I can remember one night, I think I was in high school, when I sat in the hallway for more than an hour staking out a spider’s location, making sure not to lose it, until my dad came home. It was only recently that my dad confessed that there were indeed times when the spiders got away, but he would just pretend to catch them so that I could sleep that night.

I finally decided to go to the kids’ room and tell Doug that I needed his help. I rushed back to my post, and as I stood there watching the spider, it suddenly lost its footing and dropped to the floor. I jumped and inhaled so strongly that I made Elijah cry. Thankfully the thing just sat on the floor where it fell, and by the time Doug came out I was able to easily point it out and Doug quickly caught it and took it outside. Doug does not kill spiders. It is amazing that we are married.

After it was all over, I realized that I had felt especially afraid, so much so that I had almost started to cry. And I also realized that that probably had more to do with how stuff feels in the neighborhood right now and less about my actual fear of the spider. My ability to cope with feeling afraid is not very great right now. With the recent shootings, heavy cop presence, and the new threat of a rapist who has attacked twice, the outlet I found to express my anxiety was a stupid spider on the wall.

Family and Friends and Los Angeles and South Central13 Jan 2008 12:16 am

Whenever people come into our neighborhood, we tell them if they hear gunfire to hit the floor. It is one of those things that sounds like a no-brainer, but it is surprising how non-instinctual it can actually be. I’ll be honest, though, and admit that I do not get down on the floor every time. Some of that is probably because we are in a second floor apartment, but more than that it is a level of confidence in discerning when gunfire is actually close enough to warrant that response.

Last night I hit the floor. Thankfully the kids were sleeping, and Doug and I were sitting up watching a movie in the living room when the shots rang out. They were loud and very close, and I crawled over to my desk and reached for the phone to dial 911. We didn’t hear any car tires squealing and there were no screams, but we did hear the response team come and they did not leave quickly.

I don’t know much about guns, but I know that the kind fired last night was the same as the one that fired the rounds of seemingly endless shots one night this past summer. This sound, this particular gun, scares me a lot. Last night I dreamt about walking down Raymond with Aaron and passing a man holding a large gun. Realizing what I had seen, I crouched down behind a car and held my son close. I woke this morning with the heaviness of that dream still clutching after me.

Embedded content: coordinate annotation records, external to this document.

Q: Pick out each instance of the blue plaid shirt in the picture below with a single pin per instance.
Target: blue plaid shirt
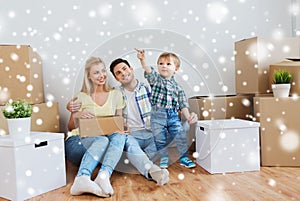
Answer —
(142, 98)
(165, 93)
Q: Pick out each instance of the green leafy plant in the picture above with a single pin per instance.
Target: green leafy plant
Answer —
(282, 77)
(17, 109)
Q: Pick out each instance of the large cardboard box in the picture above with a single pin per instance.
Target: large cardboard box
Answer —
(33, 167)
(228, 145)
(293, 67)
(222, 107)
(21, 75)
(100, 125)
(253, 57)
(44, 118)
(279, 130)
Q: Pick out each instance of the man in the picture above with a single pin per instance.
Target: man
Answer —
(138, 111)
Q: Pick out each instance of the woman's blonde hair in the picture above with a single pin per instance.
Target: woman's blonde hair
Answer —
(87, 85)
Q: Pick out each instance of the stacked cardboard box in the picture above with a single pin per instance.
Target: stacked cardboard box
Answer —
(21, 77)
(255, 61)
(218, 107)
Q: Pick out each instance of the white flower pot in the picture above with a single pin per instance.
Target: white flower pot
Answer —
(19, 128)
(281, 90)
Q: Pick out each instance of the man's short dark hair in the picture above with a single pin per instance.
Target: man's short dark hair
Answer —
(116, 62)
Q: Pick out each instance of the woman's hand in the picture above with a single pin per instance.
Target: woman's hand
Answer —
(193, 118)
(73, 106)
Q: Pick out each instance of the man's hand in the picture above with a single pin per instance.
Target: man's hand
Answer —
(84, 115)
(74, 106)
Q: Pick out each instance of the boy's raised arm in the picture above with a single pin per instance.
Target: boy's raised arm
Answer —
(141, 57)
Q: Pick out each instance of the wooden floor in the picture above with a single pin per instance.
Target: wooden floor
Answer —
(270, 183)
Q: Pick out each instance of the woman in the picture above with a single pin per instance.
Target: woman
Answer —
(97, 99)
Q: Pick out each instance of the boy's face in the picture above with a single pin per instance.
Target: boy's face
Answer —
(166, 67)
(123, 73)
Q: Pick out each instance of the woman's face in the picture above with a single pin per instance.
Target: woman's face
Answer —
(98, 74)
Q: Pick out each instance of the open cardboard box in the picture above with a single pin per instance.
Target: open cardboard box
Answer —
(100, 125)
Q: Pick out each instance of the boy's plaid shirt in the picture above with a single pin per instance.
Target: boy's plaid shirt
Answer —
(166, 93)
(142, 98)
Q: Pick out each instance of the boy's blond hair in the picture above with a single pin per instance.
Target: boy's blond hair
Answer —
(168, 55)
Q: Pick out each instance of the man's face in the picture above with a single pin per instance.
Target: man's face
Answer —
(123, 73)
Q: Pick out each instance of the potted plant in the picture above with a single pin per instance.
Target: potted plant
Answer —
(18, 115)
(281, 83)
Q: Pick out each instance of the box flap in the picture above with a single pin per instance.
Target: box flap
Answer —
(105, 125)
(227, 124)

We spent a good portion of our day today in Santa Monica with our dear friends who just had a baby, and it was one of those days where the miracle and majesty of life just gets in your face and all you can do is marvel at it. Our church is renewing our commitment to the youth of our community in some exciting ways right now, and I am grateful for the chance to be a part of that answer to the echoes of hopelessness heard far too often on our streets.